Im vergangenen Jahr wurden dafür alle Produktionsanlagen auf den Prüfstand gestellt. Ergebnis: rund 80 Prozent sind wettbewerbsfähig - aber 20 Prozent eben nicht - oder vielmehr risikobehaftet, wie Standortleiterin Katja Scharpwinkel sagt.
Man gehe Anlage für Anlage durch und versuche Maßnahmen zu finden, wie sich eine Wettbewerbsfähigkeit herstellen lasse. Nur wenn das nicht gelinge, könne es auch darum gehen, eine Anlage schließen zu müssen, so Scharpwinkel.
Ein Schicksal, das bereits andere Anlagen auf dem riesigen Werksgelände getroffen hat: so wurde etwa die energieintensive Ammoniakproduktion heruntergefahren, die TDI-Anlage stillgelegt, die Herstellung von Adipinsäure gestoppt. Davon betroffen waren mehrere hundert Mitarbeiter.
Sparprogramm bei BASF läuft
Wie viele Stellen das aktuelle Sparprogramm trifft, das will der Konzern nicht beziffern. Noch sind betriebsbedingte Kündigungen jedenfalls bis Ende des Jahres per Standortvereinbarung ausgeschlossen.

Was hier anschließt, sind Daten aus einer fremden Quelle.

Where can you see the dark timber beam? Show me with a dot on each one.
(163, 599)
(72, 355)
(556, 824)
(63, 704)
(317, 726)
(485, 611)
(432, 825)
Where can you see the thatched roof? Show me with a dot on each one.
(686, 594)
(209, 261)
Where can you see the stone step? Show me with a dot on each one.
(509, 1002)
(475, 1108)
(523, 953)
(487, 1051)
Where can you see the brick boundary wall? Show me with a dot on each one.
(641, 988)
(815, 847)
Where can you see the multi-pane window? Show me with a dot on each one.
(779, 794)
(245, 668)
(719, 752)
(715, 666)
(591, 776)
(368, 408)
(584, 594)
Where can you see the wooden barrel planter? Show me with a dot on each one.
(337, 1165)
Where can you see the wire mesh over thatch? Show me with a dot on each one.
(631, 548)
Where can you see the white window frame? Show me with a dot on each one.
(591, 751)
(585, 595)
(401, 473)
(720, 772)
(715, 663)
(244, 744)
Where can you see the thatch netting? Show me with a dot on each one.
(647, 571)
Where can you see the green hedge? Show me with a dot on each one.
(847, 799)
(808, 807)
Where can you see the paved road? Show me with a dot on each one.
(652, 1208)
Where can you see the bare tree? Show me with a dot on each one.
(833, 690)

Aktuell laufen die Verhandlungen für einen neuen Vertrag, der nach dem Willen des Betriebsratschefs Sinischa Horvath mindestens bis zum Jahr 2030 laufen sollte. Ob sich das Management in diesen unsicheren Zeiten darauf einlässt, bleibt abzuwarten - die Bedeutung des Stammwerks ist BASF-Chef Kamieth jedenfalls bewusst.
"Der Standort Ludwigshafen ist und bleibt der größte Standort der BASF. Ich kann mir eine erfolgreiche BASF in der Zukunft ohne ein erfolgreiches Ludwigshafen nicht vorstellen."

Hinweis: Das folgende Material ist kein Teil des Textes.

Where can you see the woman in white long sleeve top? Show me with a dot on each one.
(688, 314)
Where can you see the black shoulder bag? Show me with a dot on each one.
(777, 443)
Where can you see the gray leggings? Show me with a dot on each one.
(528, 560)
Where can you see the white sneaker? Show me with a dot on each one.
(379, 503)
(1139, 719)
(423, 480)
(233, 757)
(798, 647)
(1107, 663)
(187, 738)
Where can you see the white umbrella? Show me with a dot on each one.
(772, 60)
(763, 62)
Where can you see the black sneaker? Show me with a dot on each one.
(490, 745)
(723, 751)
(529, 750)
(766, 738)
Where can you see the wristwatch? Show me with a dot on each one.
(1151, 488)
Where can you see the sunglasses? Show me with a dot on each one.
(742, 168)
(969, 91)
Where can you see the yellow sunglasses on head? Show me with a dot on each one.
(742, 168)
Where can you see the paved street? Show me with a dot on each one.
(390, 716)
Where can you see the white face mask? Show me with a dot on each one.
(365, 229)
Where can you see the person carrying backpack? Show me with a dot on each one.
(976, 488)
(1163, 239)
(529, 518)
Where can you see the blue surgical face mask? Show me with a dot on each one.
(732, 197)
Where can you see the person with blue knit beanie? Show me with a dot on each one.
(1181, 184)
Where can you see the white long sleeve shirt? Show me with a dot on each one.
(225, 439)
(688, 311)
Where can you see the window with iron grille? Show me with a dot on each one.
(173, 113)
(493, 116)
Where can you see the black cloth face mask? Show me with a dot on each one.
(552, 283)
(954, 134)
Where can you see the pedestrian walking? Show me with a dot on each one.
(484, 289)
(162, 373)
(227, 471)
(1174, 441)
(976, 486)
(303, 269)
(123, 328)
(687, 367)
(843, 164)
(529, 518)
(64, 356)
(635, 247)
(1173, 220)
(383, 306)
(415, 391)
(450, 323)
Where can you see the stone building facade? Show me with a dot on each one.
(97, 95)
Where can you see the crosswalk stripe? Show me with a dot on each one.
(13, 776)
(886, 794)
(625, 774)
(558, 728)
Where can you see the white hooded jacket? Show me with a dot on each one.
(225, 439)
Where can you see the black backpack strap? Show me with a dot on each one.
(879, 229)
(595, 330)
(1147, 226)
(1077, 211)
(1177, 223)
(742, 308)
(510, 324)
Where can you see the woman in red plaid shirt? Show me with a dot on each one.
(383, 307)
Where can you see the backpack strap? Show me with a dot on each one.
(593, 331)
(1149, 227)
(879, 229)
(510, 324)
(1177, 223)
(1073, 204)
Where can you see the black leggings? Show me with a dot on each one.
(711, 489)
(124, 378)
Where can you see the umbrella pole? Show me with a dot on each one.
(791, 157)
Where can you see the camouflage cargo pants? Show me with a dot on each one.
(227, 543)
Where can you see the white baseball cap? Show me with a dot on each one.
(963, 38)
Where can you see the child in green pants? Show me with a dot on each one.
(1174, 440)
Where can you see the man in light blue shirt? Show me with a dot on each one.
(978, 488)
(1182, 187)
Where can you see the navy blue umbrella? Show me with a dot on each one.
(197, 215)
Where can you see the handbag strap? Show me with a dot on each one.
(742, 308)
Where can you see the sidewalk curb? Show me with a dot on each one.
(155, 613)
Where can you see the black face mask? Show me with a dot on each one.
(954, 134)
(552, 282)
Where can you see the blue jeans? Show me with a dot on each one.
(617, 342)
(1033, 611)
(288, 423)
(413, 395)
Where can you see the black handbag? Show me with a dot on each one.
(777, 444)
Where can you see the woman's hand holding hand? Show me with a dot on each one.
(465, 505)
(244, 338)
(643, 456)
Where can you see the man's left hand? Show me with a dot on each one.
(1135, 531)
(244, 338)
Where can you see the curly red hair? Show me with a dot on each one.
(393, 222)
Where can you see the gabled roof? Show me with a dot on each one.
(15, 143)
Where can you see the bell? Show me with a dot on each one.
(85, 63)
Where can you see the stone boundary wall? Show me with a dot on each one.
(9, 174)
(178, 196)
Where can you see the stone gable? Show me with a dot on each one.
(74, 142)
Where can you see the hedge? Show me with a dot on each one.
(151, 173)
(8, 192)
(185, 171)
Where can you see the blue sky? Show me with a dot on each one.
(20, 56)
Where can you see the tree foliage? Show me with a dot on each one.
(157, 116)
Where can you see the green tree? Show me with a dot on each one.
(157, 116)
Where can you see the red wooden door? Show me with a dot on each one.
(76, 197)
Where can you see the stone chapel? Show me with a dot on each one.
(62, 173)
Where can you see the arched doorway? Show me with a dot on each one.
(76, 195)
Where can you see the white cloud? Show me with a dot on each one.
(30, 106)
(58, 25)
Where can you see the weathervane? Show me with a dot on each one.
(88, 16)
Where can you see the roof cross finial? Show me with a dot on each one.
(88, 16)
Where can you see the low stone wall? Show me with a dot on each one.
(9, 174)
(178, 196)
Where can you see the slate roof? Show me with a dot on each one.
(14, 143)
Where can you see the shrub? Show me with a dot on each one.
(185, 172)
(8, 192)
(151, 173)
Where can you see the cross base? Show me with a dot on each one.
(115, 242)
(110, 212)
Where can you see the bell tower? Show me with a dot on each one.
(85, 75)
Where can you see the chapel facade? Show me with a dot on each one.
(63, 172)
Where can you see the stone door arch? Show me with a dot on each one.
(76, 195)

Die Lage der Chemiebranche
In der deutschen Chemieindustrie bleiben die Aussichten düster. Der Branchenverband VCI rechnet für 2025 mit stagnierenden Aufträgen und Umsätzen, während die Produktion lediglich um 0,5 Prozent zulegen dürfte. "Die Stimmung in den meisten unserer Unternehmen ist nicht gut", sagte VCI-Präsident Markus Steilemann Mitte Dezember 2024 auf der Jahrespressekonferenz des Verbands in Frankfurt.

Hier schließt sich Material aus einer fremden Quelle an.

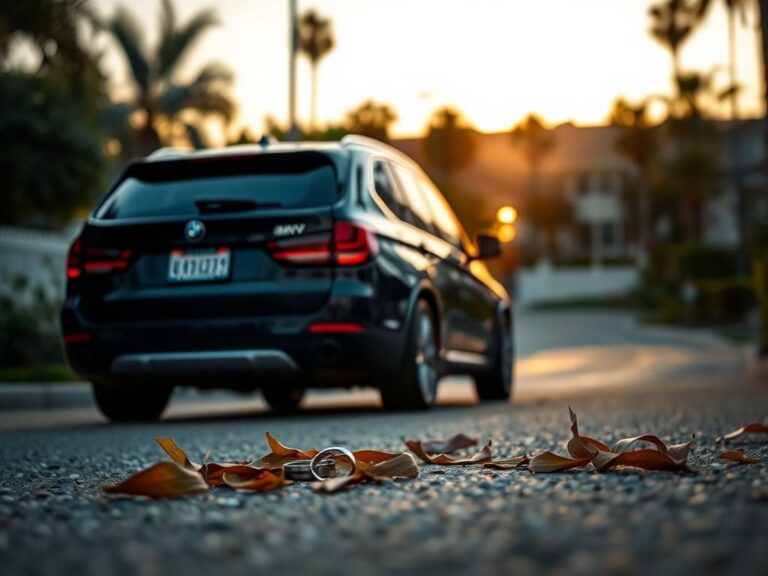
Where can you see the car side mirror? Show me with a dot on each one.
(488, 246)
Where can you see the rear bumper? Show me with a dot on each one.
(233, 353)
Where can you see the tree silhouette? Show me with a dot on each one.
(160, 99)
(638, 142)
(733, 8)
(371, 119)
(672, 22)
(315, 42)
(451, 143)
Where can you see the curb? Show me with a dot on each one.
(45, 396)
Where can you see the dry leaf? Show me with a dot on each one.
(214, 472)
(603, 458)
(646, 459)
(737, 456)
(754, 428)
(262, 481)
(510, 463)
(161, 480)
(401, 466)
(484, 455)
(282, 454)
(332, 485)
(551, 462)
(371, 456)
(454, 443)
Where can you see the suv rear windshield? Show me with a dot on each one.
(188, 187)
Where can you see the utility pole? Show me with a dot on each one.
(293, 131)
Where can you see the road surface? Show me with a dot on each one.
(621, 378)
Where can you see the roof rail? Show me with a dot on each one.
(364, 141)
(168, 151)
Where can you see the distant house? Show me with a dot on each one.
(601, 185)
(583, 165)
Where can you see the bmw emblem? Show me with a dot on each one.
(194, 230)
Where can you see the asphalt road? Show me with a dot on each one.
(54, 518)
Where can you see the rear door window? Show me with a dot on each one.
(443, 218)
(190, 187)
(413, 195)
(387, 190)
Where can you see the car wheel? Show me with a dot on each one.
(414, 386)
(282, 399)
(138, 403)
(496, 384)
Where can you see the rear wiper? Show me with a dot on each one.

Die Aussichten für 2025 machten kaum Hoffnung, dass sich konjunkturell kurzfristig etwas ändere. Fast jedes zweite Unternehmen erwartet laut einer aktuellen Mitgliederbefragung des VCI eine Verschlechterung der Ertragslage.
Die Branche kämpft weiterhin mit einem Auftragsmangel. Die Produktionsanlagen waren 2024 laut VCI im Schnitt nur zu 75 Prozent ausgelastet und liegen damit seit vier Jahren in Folge deutlich unter dem notwendigen Grundwert für einen rentablen Betrieb. Unternehmen hätten deshalb erste Anlagen dauerhaft geschlossen, weitere Stilllegungen dürften folgen.
Die Chemiebranche ist Deutschlands drittgrößter Industriezweig nach der Autobranche und dem Maschinenbau. In Deutschland gibt es ca. 2.100 Chemie- und Pharmaunternehmen, die zuletzt rund 470.000 Mitarbeiterinnen und Mitarbeiter beschäftigen. Bei 92 Prozent der deutschen Chemieunternehmen handelt es sich um kleine und mittelständische Unternehmen mit weniger als 500 Beschäftigten.